The universal-access canoe and kayak launch is one example of how the Parks department has listened to those requests. Located in place of the existing dock, the launch will feature guide rails for easy access in and out of the water, launch rollers for easy movement of the watercraft, and a transfer bench so paddlers using a wheelchair can easily board their watercrafts. When Marquardt shared that a grant had been submitted to fund the launch at a Creston Neighborhood Association pancake breakfast in March 2018, a man using a wheelchair approached him after the presentation.

“He had the biggest smile on his face,” Marquardt recalls. “He said, ‘You have no idea how much this means to me and the value it brings to me as an individual.’”

Marquardt notes that without Parks and Rec millage dollars, approved by voters in 2013, the department would not be able to apply for the matching grant funds that are making the accessible watercraft launch and other recent parks improvements possible.

A City park for three years shy of century, Riverside Park’s 187-acres provide 1.75 miles of Grand River frontage, a creek, woods, wetlands, mature trees and grass, ponds and the lagoon (which accesses the Grand River), and islands. During heavy rains, the park serves as a wetland, absorbing the Grand’s floodwaters. By the 1980s, the park had fallen into disrepair and was most popularly known for minor-league criminal activities taking place there. However, the City of Grand Rapids Parks Department has turned it around, making the park into one of the neighborhood’s favorite places to stroll, run, fish, play ball, and picnic.

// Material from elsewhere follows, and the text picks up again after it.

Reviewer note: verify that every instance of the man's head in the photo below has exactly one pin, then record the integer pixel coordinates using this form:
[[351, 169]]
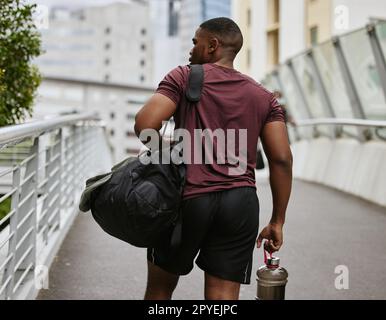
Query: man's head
[[216, 39]]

“This park has come a long way,” Marquardt says “Ways we are seeing this turnaround include the past two years, when eighth-grade public school students came out for canoe trips. We had nearly 1,000 school children on the water in one week. Being there with those children on those paddling days, I saw kids who didn’t even know the park existed. They had a sense of awe, a sense of inspiration that was really, really impressive. It was a reminder that we have incredible, valuable, open park spaces in our city that need to be celebrated — and opportunities to make them more available, more accessible, and make people more aware of them.”